Are speech-to-speech models ready to replace cascade pipelines?

They’re getting close, especially for latency-sensitive conversational flows, but cascades still win on transparency, debugging, and compliance. Most teams evaluate both in parallel before shifting traffic.

When should we stay on a cascade architecture?

Keep cascades for transcript visibility, deterministic tool calls, regulated or audited interactions, and environments where error handling requires fine-grained control or traceability. If you need line-by-line transcripts for compliance, cascades are still the safer default.

What failure modes should we expect when testing speech-to-speech?

Expect challenges with barge-ins, crosstalk, entity extraction under noise, and interruption recovery. Removing transcripts also changes how you debug, so observability has to be designed in from the start.

How do we compare cascades vs. speech-to-speech fairly?

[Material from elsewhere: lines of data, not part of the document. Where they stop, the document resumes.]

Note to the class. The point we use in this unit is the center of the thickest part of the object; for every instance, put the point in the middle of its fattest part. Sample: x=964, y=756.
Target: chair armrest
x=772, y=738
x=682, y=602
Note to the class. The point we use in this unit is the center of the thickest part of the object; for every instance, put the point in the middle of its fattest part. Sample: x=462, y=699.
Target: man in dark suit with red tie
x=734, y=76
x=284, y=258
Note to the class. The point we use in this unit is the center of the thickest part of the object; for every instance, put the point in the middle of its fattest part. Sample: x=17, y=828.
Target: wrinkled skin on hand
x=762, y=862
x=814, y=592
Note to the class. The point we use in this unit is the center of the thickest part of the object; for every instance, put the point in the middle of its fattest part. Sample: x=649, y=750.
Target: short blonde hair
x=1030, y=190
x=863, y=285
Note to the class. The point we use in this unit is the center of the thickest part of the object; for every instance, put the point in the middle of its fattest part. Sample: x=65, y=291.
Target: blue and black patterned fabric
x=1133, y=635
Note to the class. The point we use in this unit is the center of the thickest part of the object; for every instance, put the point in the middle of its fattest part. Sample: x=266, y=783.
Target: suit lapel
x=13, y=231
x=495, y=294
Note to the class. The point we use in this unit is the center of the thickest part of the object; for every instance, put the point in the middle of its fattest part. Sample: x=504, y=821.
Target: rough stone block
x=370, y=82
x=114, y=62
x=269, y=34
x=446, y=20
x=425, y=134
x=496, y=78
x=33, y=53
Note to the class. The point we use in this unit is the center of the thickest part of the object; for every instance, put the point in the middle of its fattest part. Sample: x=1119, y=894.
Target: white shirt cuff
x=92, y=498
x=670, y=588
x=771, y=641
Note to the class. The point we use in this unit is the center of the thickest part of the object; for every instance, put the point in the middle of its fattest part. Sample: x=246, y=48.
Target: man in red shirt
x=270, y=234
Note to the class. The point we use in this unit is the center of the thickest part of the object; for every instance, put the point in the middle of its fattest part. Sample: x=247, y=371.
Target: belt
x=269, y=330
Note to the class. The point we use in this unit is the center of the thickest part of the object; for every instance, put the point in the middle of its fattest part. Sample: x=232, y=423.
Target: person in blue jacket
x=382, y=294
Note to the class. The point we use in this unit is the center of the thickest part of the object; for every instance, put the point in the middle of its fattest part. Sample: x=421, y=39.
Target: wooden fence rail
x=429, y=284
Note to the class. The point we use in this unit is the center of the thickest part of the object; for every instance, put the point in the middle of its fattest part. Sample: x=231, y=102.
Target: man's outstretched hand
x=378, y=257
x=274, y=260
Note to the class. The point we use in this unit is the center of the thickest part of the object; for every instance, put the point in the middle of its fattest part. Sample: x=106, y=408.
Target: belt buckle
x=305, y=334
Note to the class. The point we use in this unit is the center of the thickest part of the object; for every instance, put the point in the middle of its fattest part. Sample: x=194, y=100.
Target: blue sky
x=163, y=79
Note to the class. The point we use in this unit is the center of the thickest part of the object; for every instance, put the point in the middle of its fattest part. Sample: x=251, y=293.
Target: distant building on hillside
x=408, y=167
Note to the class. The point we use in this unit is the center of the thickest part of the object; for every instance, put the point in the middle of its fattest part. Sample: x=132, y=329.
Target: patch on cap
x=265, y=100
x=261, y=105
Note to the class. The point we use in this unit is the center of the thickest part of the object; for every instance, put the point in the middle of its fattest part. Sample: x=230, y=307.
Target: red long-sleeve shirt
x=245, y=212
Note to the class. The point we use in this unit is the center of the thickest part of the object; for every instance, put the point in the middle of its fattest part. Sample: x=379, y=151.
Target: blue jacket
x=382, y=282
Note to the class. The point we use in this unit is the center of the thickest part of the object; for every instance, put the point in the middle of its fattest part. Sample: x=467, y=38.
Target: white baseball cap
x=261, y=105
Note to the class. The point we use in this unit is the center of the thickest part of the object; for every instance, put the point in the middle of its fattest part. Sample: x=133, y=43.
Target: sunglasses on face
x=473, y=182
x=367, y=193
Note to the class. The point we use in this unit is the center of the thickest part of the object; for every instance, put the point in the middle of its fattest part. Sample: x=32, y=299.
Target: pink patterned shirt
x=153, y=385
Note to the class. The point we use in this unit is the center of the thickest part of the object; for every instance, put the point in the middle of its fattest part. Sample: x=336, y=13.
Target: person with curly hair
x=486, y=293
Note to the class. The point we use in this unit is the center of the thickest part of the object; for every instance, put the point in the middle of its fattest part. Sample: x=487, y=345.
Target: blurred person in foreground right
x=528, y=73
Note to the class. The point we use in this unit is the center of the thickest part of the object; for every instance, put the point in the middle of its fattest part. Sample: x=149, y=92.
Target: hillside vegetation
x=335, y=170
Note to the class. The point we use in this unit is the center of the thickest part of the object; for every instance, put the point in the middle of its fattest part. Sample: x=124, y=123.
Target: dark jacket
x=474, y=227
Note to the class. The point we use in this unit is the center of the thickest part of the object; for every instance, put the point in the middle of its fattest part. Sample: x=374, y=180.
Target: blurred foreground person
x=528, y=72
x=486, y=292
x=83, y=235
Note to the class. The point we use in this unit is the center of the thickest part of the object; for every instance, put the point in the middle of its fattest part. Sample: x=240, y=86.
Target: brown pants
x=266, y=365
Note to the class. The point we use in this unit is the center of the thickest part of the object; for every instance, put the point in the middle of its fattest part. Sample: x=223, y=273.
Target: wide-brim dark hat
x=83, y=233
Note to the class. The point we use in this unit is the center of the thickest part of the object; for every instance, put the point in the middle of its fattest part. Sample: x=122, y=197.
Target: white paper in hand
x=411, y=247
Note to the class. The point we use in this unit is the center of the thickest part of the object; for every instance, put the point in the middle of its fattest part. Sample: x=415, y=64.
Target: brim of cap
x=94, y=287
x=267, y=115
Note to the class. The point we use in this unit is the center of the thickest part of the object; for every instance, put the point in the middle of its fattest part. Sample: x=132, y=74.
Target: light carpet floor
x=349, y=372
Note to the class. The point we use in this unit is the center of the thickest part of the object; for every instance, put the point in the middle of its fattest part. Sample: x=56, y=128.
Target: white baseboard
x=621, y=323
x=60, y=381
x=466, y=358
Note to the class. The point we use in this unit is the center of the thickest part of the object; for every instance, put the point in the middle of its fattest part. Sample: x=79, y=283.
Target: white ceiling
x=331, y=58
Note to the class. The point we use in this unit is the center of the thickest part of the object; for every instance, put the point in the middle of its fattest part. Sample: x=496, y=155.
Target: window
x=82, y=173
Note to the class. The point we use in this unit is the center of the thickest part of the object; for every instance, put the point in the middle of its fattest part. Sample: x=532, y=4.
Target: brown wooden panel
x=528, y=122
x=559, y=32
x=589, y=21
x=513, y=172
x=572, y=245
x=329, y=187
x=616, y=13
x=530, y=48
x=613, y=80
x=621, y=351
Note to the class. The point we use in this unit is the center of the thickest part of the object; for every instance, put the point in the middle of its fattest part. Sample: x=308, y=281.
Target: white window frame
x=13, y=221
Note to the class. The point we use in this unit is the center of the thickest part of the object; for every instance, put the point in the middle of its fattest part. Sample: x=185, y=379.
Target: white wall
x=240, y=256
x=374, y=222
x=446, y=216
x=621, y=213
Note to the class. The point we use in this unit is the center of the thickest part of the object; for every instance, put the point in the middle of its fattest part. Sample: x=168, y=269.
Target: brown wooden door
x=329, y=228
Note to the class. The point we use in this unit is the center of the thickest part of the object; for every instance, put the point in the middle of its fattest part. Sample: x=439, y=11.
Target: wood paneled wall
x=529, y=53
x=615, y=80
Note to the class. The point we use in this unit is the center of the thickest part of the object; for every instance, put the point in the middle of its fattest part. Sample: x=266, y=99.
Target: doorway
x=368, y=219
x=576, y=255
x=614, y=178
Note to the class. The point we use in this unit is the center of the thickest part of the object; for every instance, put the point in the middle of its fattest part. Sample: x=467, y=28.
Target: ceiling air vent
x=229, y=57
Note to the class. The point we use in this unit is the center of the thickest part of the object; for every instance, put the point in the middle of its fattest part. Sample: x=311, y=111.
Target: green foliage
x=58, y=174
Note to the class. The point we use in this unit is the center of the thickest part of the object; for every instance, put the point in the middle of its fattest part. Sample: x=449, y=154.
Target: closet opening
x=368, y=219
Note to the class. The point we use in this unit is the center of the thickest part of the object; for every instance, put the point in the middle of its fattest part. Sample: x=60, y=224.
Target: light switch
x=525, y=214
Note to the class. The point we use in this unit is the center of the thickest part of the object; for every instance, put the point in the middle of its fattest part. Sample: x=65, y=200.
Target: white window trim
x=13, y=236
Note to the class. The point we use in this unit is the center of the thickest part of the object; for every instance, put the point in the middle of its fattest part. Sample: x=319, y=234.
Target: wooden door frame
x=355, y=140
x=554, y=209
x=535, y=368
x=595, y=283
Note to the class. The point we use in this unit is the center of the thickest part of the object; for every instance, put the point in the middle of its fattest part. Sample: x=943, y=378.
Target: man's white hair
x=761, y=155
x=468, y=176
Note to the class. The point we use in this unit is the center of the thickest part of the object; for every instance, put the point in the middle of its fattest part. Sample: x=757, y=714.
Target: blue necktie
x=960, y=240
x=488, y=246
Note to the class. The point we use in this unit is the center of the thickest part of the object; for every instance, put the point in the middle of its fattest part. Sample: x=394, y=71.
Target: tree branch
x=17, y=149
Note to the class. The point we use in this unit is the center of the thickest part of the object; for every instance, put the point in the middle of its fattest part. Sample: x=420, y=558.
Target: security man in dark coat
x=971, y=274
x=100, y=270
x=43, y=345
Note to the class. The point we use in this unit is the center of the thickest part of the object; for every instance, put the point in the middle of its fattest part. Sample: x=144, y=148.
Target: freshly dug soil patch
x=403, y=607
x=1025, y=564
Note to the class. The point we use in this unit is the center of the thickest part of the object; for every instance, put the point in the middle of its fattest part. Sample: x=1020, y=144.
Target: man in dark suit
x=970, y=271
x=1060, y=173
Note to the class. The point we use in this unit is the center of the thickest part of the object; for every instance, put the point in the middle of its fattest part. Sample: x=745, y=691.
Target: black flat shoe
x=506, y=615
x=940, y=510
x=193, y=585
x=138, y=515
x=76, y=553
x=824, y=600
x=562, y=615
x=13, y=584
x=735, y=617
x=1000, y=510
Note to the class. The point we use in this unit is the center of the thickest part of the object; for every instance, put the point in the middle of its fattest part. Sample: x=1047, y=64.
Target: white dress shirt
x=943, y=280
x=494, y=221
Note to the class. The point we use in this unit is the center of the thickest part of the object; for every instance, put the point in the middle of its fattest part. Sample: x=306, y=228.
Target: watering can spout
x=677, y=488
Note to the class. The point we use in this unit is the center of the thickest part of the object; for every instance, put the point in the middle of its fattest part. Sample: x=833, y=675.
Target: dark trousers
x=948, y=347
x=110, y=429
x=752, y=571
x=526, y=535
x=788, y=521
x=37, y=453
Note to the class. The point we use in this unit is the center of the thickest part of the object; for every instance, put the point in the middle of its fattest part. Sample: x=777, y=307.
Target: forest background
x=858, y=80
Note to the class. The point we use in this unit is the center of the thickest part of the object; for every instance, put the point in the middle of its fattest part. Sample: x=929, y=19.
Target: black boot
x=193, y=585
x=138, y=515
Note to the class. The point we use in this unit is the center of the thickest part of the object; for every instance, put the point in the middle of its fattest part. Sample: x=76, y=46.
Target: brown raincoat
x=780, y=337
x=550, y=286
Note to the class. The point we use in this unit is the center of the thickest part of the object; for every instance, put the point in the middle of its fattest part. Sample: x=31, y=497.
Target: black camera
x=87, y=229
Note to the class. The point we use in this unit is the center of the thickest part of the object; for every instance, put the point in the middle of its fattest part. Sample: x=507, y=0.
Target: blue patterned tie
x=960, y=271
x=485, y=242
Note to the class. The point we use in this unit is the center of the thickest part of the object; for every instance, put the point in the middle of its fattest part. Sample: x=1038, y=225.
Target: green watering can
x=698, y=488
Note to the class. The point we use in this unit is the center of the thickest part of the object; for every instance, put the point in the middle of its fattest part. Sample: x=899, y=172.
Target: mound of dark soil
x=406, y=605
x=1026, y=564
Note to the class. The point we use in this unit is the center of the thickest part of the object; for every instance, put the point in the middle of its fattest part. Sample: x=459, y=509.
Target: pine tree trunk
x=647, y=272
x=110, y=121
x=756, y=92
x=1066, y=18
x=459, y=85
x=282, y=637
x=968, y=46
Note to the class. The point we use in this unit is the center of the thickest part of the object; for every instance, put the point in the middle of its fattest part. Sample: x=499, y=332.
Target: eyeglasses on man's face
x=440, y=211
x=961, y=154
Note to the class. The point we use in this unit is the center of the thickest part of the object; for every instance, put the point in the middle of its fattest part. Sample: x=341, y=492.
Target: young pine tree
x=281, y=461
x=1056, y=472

Run identical scenarios through both architectures, including noise, accents, short utterances, and overlapping speakers. Measure task completion, tool accuracy, and latency, not just model correctness on clean inputs.

What’s the safest way to migrate toward speech-to-speech?

Start with low-risk traffic, require confirmations for irreversible actions, keep cascaded routes for compliance flows, and gate promotion on latency, recovery behavior, and accuracy thresholds that reflect real environments.

Why do voice agents break in the real world but work in demos?

Device gain, VAD sensitivity, telephony compression, and cross-talk introduce variability before the model ever sees the audio. If those inputs aren’t tested, agents collapse even when the core model is strong.

Where does Hamming fit in this decision process?

Hamming evaluates both architectures under real conversational conditions—noise, interruptions, and tool usage—to help teams understand where each approach succeeds, where it fails, and how to route traffic safely.

Is there a universal right answer between cascades and speech-to-speech?

No. The right architecture depends on your latency budget, compliance needs, environment variability, and tolerance for new failure modes. The best strategy is to measure both and adopt based on evidence, not hype.

Are Speech-to-Speech Models Ready to Replace Cascade Models?

This post was adapted from Hamming’s podcast conversation with Zach Koch, co-founder of Ultravox. Ultravox builds audio-native speech models and infrastructure so teams can run real-time voice agents without relying on traditional ASR, LLM and TTS pipelines.

Most production voice agents today still use a cascading architecture. Audio comes in, ASR converts it to text, a language model reasons and calls tools, then TTS turns the response back into speech. It’s familiar, debuggable, and well understood.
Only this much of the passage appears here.